Now, however, the regulators are changing tack. Instead, the CSA is proposing to replace the existing management discussion and analysis (MD&A) that accompanies quarterly financials with a “quarterly highlights” requirement, which would entail a short discussion of a venture issuer’s operations and liquidity to go along with the interim financial reports.
Although this revision might represent reduced regulatory burden for venture issuers, it’s not the big change that this initiative originally had aimed to produce.
Indeed, when the CSA first embarked on this plan to develop a separate disclosure and governance regime for the venture market, it had suggested the proposed process had to deliver substantial changes or it wouldn’t be worth the trouble. Absent a big change, the CSA believed that creating a parallel regime could be confusing for investors.
And yet, it appears that the market doesn’t want to see dramatic reform. The idea of eliminating interim reports had received a mixed reception from those commenting on the CSA’s initial proposals – with 16 of the 69 comment letters supporting the proposal and 11 opposing it.
Letters from supporters say that dropping the interim reports would generate time and cost savings for venture issuers and suggest that investors could replace the insight these reports provide with information from alternative sources.
In contrast, opposing letters argue that the time between reports under the proposed approach would just be too long and might impact the market’s perception of venture issuers negatively. These opposing letters also argue that current interim reports aren’t that burdensome to produce in the first place – so the benefit of eliminating them wouldn’t be worth it.
Instead of doing away with the interim reports altogether, there is more support for replacing the existing requirements with some sort of less onerous alternative. Indeed, most comments note that some amount of quarterly disclosure is necessary.
The question, then, is whether it’s worth crafting a separate regime for venture issuers at all. The CSA acknowledges that two-tier regulation could widen the gulf between venture issuers and senior issuers. This possibly could feed the perception that venture issuers are significantly riskier than senior issuers because they operate under a different, less stringent regulatory regime. Two tiers also could also create an incentive for firms to remain venture issuers in order for them to take advantage of less demanding reporting requirements. However, the CSA believes these risks are minimal and can be mitigated by the venture firms with additional, voluntary disclosure.

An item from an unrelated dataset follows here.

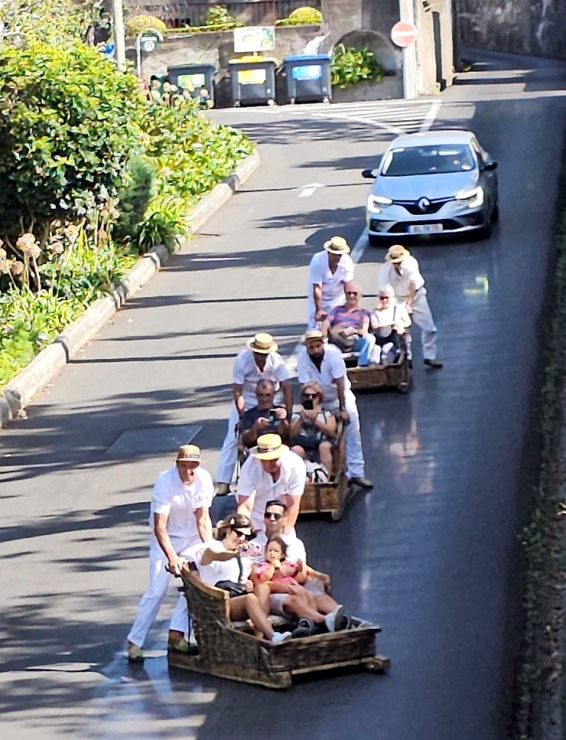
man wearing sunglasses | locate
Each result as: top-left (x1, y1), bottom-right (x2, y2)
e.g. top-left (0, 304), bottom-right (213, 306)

The CSA is proposing to proceed in the hope that the remaining measures will have a positive impact on the venture market by: generating more relevant disclosure for venture investors (doing away with some requirements and adding others); reducing the regulatory burden on issuers; and enhancing investor confidence by introducing new governance standards to deal with conflicts of interest, related-party transactions and insider trading.
The CSA reports that more than half of the comments on the initial proposal say that it would still be worth pursuing tailored regulation for venture issuers – even if the CSA decides not to follow through with plans to scrap the quarterly financials.
To some, the benefits of some of the other changes being proposed – such as streamlining reporting requirements or introducing new governance measures – justify the new rule. Others laud putting venture regulation into a separate rule, thus highlighting the importance of venture issuers to the Canadian markets.
The cost/benefit analysis accompanying the latest proposals suggests there is likely to be mixed impact on firms. The analysis, which is based on surveys of venture firms carried out in the autumn of 2011 and this past spring, found, for example, that 80% of issuers expect that the cost of their quarterly reporting will decline with a move to quarterly highlights from an MD&A, and 90% expect an ongoing decline in those costs.
But about half of firms expect that the time and money required to produce their annual report initially will rise under the new requirements; 41% expect new governance disclosure requirements to increase compliance costs; and, about a third expect costs to swell due to new audit committee requirements and executive compensation disclosure obligations.
The CSA anticipates those costs will decline over time.